Automatic Cleanup of Intermediate Files

Pipelines can automatically clean up intermediate outputs once downstream stages complete. Add a cleanup field to any stage that produces temporary files:

stages:
  - name: reconstruction
    config: infer/icarus/latest.cfg
    files: /path/to/input/*.root
    output: output_reco
    # Clean up output_reco/ after all dependent stages finish
    cleanup:
      - output_reco
      - temp_files
  
  - name: analysis
    depends_on: [reconstruction]
    config: infer/icarus/analysis.cfg
    files: output_reco/*.h5
    output: output_analysis

The cleanup job:

  • Only runs if downstream stages complete successfully (afterok dependency)
  • Runs as a minimal resource job (1 CPU, 1GB RAM, 10min timeout)
  • Safely checks for path existence before removal
  • Logs all cleanup actions for auditing

This is especially useful for large-scale production to save disk space by removing intermediate reconstruction outputs after final analysis completes.

Advanced Features

Custom Software Paths

# Use custom LArCV installation
./submit.py --config infer/icarus/latest.cfg --source data.root --larcv /path/to/larcv

# Enable flash matching
./submit.py --config infer/icarus/latest.cfg --source data.root --flashmatch

Job Dependencies

# Submit with dependency on another job
./submit.py --config infer/icarus/stage2.cfg --source output/*.h5 --dependency afterok:12345

Array Job Optimization

# Process 5 files per job (reduces overhead)
./submit.py --config infer/icarus/latest.cfg --source data/*.root --files-per-task 5

# Limit concurrent tasks to 50
./submit.py --config infer/icarus/latest.cfg --source data/*.root --ntasks 50

Detector-Specific Guides

ICARUS

ICARUS uses split cryostat processing with cosmic overlay:

# Standard cosmic overlay processing
./submit.py --config infer/icarus/latest.cfg --source data.root

# Data-only mode (no truth labels)
./submit.py --config infer/icarus/latest_data.cfg --source data.root

# NuMI beam configuration
./submit.py --config infer/icarus/latest_numi.cfg --source data.root

# Lite output (reduced file size)
./submit.py --config infer/icarus/icarus_full_chain_data_co_lite_250625.cfg --source data.root

SBND

./submit.py --config infer/sbnd/latest.cfg --source data.root

2x2

2x2 uses higher resource requirements:

./submit.py --config infer/2x2/latest.cfg --source data.root --profile s3df_ampere

ND-LAr

./submit.py --config infer/nd-lar/nd-lar_base.cfg --source data.root

Troubleshooting

Environment Not Set

WARNING: MLPROD_BASEDIR not set. Did you source configure.sh?
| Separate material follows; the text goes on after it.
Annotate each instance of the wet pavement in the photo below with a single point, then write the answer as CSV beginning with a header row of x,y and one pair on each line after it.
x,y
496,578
Solution: Source the environment:

source configure.sh

Missing Dependencies

ERROR: jinja2 is required. Install with: pip install jinja2

Solution: Install Python dependencies:

pip install jinja2 pyyaml

Job Failures

  1. Check SLURM logs in jobs/<job_dir>/logs/
  2. Review job metadata in jobs/<job_dir>/job_metadata.json
  3. Test configuration on a single file with --dry-run
  4. Verify input files exist and are accessible

Out of Memory

Solution: Use a profile with more memory or override memory:

./submit.py --config infer/icarus/latest.cfg --source data.root --profile s3df_ampere

Or override memory:

./submit.py --config infer/icarus/latest.cfg --source data.root --mem-per-cpu 16g

Job Time Limit

Solution: Request more time:

./submit.py --config infer/icarus/latest.cfg --source data.root --time 4:00:00

Legacy Scripts

The original submission system (run.sh, slurm/run_slurm.sh) is still available for backwards compatibility but is deprecated. New users should use submit.py.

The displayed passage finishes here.